In Q3 National Oilwell Varco NOV delivered revenue of $3.31 billion and eps of $0.41. Analysts were expecting revenue of $3.48 billion. Results fell shy of revenue expectations by 5%. I had the following takeaways on the quarter:

Revenue Remains In Free Fall

Total revenue was down by 15% sequentially. This comes after a 19% decline in Q2.

Revenue from Rig Systems was down 22%. As an accommodation to clients the company has modified delivery schedules for certain rigs. That accommodation has hurt the top line. This segment still represents about 45% of the company’s total revenue. According to Barron’s orders for offshore rigs and subsea trees have dried up due to lower oil prices and rising costs for deep water development. Management expects orders to remain low through 2016, with scheduled outflows from its $8 billion backlog of about $2.4 billion.

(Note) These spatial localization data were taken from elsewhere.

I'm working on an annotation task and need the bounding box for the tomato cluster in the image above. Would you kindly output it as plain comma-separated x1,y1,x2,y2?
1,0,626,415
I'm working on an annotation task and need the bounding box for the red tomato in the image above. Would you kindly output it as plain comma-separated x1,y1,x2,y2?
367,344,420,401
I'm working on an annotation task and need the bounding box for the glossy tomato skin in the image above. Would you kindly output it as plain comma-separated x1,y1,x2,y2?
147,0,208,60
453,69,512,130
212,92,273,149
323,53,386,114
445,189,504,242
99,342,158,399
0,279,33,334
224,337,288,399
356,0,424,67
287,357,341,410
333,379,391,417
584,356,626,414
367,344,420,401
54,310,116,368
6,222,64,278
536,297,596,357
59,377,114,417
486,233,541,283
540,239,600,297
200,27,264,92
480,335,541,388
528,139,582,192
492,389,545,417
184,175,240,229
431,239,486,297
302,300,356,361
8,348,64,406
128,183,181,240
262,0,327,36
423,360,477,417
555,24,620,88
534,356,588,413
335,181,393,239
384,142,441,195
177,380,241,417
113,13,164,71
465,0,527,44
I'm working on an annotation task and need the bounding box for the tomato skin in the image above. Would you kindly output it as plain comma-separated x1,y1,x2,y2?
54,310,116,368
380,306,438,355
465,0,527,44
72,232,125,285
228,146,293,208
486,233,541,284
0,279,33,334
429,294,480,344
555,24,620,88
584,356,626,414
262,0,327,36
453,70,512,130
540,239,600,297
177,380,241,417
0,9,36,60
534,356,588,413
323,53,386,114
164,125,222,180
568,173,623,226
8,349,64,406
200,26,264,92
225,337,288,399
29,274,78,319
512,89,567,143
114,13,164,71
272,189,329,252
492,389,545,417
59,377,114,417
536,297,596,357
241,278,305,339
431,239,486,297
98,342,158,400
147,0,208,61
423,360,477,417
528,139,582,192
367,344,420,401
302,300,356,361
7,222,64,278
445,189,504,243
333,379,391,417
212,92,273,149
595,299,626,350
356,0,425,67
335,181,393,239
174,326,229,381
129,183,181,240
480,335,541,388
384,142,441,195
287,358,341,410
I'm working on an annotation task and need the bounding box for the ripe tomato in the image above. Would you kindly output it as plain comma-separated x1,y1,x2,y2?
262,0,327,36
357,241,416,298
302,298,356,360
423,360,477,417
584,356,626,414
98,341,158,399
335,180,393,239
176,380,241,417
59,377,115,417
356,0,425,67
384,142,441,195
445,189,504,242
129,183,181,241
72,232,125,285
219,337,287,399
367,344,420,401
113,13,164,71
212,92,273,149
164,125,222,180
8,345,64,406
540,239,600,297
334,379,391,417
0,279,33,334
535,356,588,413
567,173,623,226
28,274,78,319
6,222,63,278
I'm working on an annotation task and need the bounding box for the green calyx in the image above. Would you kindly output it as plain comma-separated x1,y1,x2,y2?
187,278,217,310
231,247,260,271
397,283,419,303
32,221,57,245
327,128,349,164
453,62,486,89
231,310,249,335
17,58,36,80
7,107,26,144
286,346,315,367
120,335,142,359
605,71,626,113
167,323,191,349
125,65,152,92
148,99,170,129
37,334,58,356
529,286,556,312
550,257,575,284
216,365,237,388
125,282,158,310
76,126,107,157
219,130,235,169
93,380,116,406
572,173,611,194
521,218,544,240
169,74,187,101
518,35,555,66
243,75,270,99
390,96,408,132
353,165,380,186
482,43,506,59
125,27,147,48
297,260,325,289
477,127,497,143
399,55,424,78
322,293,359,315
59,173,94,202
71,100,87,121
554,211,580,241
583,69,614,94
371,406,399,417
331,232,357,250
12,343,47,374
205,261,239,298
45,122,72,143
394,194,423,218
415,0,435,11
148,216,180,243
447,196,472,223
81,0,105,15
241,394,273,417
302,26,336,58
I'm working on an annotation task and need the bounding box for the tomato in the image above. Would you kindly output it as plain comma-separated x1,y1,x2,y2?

Revenue from Rig Aftermarket and Wellbore Technologies both fell 13% Q/Q. As more rigs went idle during the quarter they created fresh spare parts for owners; this hurt Rig After market sales as companies had less need for new parts. Wellbore Technologies, which is driven by rig activity, saw demand and prices for all of its products decline during the quarter. Until rig activity picks up it should be more of the same going forward.

Expense Management

As revenue continues to decline, expense management will be the narrative for National Oilwell going forward. EBITDA margins ticked down from 17% in Q2 to 16% this quarter. This means the company is cutting its costs practically in lockstep with double-digit revenue declines. In Q2 the company had 1,500 head count reductions. I expect deep cuts to head count going forward as revenue continues to decline. SG&A expense was 11% of revenue — the same as Q2. This expense bucket appears to be an opportunity to for more cuts.

The company incurred a $112 million cost this quarter for restructuring, asset impairments and facilities closures. In addition to head count reductions, look for National Oilwell to close more facilities next quarter.